Wuji Hand Gesture VAM TI2V-5B 30L OpenWAM V2
This repository contains the newer Wuji hand gesture VAM checkpoint trained on May 20, 2026.
Important identity:
action expert style: OpenWAM
masking variant: v2 masking
not: v3 masking
The checkpoint was trained with the Wan2.2-TI2V-5B video backbone plus a 30-layer ActionMoT stream. It is a joint checkpoint: the .safetensors file contains both fine-tuned video DiT weights and action_dit.* action-stream weights.

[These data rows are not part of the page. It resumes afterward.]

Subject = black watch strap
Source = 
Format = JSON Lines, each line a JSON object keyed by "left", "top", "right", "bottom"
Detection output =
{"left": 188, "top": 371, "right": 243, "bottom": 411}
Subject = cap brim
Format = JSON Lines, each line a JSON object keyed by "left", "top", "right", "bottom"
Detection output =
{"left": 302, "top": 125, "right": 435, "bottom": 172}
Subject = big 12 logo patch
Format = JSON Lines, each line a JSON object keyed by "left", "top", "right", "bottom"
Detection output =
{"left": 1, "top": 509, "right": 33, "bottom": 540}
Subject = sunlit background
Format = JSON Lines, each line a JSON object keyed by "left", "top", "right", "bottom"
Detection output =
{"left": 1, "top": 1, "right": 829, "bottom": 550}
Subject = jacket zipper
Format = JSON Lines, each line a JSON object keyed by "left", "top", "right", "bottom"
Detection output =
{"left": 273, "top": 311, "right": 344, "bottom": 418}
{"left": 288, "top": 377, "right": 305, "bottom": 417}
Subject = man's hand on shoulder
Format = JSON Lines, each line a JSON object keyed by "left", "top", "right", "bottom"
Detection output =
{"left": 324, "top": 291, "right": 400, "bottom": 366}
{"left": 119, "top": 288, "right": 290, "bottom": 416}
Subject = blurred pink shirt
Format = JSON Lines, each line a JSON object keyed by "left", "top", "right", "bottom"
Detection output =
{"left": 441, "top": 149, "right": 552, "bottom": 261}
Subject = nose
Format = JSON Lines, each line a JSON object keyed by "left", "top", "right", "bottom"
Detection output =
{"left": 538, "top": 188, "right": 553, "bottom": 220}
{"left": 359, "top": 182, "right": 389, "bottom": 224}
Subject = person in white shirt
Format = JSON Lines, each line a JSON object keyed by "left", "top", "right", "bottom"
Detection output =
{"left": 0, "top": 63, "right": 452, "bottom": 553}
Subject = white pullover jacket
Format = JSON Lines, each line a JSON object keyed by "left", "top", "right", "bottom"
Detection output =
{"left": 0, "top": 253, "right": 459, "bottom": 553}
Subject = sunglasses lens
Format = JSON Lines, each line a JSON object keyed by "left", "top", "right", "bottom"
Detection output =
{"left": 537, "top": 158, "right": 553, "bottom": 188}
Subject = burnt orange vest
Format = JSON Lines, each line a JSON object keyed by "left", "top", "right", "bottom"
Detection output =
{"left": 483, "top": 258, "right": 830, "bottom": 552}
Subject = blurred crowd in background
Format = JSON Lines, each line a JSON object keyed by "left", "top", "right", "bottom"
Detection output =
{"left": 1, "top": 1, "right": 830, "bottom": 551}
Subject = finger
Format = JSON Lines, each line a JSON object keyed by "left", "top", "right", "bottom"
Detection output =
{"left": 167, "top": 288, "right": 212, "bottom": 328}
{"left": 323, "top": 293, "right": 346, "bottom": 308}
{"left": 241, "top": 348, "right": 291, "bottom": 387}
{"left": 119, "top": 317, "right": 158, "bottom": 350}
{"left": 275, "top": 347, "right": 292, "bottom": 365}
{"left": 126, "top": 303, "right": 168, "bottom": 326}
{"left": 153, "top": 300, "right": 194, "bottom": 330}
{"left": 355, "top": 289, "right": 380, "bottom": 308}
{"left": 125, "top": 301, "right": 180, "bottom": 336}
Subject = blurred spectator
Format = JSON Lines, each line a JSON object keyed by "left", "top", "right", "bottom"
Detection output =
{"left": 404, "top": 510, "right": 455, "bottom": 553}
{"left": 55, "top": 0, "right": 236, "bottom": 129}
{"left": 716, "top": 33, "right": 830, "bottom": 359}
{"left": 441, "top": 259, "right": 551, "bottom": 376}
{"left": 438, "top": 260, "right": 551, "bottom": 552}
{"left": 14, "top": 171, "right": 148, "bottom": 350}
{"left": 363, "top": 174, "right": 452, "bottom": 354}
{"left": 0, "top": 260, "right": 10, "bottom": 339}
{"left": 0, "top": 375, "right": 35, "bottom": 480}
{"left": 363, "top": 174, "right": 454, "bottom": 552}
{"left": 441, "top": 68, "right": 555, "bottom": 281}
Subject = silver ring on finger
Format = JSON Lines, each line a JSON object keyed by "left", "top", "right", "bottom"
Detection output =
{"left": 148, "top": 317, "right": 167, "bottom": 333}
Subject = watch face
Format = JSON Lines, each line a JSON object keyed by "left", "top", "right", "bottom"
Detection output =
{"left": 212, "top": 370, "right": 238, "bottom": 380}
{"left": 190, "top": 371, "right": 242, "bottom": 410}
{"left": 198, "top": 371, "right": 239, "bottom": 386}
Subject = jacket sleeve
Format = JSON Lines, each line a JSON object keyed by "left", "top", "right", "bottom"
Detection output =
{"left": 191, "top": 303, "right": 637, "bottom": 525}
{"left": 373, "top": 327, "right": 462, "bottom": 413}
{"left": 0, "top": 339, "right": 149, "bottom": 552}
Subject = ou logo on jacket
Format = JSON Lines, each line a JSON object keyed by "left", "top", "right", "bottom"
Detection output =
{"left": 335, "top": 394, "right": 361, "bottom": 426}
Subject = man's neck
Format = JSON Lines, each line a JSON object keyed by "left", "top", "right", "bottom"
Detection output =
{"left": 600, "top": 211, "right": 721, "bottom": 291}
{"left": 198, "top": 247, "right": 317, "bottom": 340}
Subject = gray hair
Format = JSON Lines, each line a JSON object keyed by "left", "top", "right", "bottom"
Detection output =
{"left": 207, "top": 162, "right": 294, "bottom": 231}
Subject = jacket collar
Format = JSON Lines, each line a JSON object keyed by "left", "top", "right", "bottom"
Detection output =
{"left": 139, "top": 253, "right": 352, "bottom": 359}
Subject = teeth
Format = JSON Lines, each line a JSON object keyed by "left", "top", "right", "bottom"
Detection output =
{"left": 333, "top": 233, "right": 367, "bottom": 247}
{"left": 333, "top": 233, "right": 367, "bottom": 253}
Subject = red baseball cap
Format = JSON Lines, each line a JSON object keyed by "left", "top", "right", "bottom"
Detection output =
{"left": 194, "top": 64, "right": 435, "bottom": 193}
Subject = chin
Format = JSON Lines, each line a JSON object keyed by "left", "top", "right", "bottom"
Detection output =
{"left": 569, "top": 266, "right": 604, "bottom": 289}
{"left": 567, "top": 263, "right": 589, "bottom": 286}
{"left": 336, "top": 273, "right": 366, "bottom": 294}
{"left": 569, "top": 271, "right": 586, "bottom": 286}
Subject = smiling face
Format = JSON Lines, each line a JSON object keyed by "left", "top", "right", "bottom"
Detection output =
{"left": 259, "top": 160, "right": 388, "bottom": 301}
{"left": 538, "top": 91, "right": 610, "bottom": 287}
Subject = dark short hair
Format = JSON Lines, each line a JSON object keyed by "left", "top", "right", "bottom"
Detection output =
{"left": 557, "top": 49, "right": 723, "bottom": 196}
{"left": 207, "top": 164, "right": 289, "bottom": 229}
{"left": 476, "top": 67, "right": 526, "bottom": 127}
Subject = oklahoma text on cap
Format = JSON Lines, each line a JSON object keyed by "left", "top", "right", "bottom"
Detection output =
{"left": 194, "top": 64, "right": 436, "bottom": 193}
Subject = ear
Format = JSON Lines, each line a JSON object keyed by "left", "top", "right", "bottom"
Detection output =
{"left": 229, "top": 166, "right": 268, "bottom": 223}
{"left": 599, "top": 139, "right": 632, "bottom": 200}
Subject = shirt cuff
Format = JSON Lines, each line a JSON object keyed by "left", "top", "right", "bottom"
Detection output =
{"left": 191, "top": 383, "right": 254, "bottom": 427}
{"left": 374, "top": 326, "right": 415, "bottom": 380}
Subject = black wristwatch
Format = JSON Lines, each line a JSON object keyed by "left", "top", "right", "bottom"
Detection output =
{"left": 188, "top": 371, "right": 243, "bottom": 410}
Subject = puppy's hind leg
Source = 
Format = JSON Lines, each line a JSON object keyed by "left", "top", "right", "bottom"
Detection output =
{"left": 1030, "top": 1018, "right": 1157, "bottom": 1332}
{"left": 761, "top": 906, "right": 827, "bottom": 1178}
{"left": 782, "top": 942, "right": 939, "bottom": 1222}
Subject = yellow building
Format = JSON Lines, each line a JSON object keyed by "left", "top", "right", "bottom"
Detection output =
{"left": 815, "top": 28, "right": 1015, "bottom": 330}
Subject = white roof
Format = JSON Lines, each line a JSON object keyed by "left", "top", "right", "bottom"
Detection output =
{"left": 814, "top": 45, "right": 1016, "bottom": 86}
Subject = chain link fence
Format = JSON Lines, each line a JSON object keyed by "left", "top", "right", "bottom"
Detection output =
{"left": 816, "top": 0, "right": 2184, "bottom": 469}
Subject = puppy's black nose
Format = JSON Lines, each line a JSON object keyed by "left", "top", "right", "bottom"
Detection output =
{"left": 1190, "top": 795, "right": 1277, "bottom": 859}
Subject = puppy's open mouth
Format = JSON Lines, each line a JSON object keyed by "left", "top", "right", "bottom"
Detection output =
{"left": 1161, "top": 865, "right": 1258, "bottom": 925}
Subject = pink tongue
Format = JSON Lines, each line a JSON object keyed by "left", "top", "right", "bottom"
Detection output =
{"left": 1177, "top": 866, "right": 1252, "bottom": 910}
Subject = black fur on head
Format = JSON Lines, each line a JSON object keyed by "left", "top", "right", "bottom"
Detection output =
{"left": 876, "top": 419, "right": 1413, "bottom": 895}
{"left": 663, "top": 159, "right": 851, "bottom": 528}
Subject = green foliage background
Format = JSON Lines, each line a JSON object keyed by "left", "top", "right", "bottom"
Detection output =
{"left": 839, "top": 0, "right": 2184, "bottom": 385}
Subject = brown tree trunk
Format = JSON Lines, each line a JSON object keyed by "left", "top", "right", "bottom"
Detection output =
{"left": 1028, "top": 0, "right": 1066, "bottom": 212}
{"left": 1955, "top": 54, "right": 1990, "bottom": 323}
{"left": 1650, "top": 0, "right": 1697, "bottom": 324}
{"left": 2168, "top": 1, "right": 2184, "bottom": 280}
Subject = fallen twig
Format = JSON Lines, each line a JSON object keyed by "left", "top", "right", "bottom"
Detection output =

Given a human reference gesture video, a current robot-view anchor frame, a text prompt, and the current robot proprioceptive state, the model jointly predicts:
- a short robot-view target video rollout, and
- a sequence of 20-D robot action targets.
Files
Expected model files in this repo:
step-10000.safetensors # final checkpoint, trained for 10k steps
model_config.json # architecture and preprocessing contract
training_config.yaml # W&B training config snapshot
training_log_node0.txt # training log snapshot
README.md # this model card
Checkpoint SHA256:
a27d4c977c9fb1978bf40f313143c3f185edad794f7458a67211a43da5f16105
Checkpoint size:
12041754617 bytes
The Wan2.2-TI2V-5B base model is not included. You need it separately under:
models/Wan-AI/Wan2.2-TI2V-5B/
with these files:
diffusion_pytorch_model-00001-of-00003.safetensors
diffusion_pytorch_model-00002-of-00003.safetensors
diffusion_pytorch_model-00003-of-00003.safetensors
models_t5_umt5-xxl-enc-bf16.pth
Wan2.2_VAE.pth
google/umt5-xxl/
Training Setup
Final run:
run directory: src/vam/models/train/wuji_hand_gesture_vam_ti2v5b_30L_openwam_fastwam_warmstart
checkpoint: step-10000.safetensors
wandb run name: wuji_hand_gesture_vam_ti2v5b_30L_mask_v2_openwam_0520_1708
wandb run: https://wandb.ai/wuji-tech/wuji_hand_gesture/runs/toehxouy
max steps: 10000
backbone: Wan2.2-TI2V-5B
trainable: video DiT + ActionMoT
action expert: OpenWAM
mask variant: v2
full ref flag: bridge_exclude_full_ref=true in the run config
action_dim: 20
proprio_dim: 20
resolution: 256 x 256
The ActionMoT stream was initialized from:
src/vam/models/pretrained/ActionMoT_openwam_linear_interp_Wan22_alphascale_1024hdim.pt
Final validation sample logged during training:
val loss: 0.569243
loss_video: 0.090544
loss_action: 0.478699
action_MSE: 0.025611
action_MAE: 0.110880
video_MSE: 57.30
PSNR: 31.48
SSIM: 0.9654
LPIPS: 0.0169
Training dataset summary from the log:
train episodes: 227
val episodes: 25
train labels: eight, four, one, seven, six, ten, three, two
val labels: eight, one, seven, six, ten, three
The validation split is not label-balanced because it does not include four or two.
Masking Strategy
The active joint self-attention sequence layout is:
[ref_video | first_frame | gen_video | action]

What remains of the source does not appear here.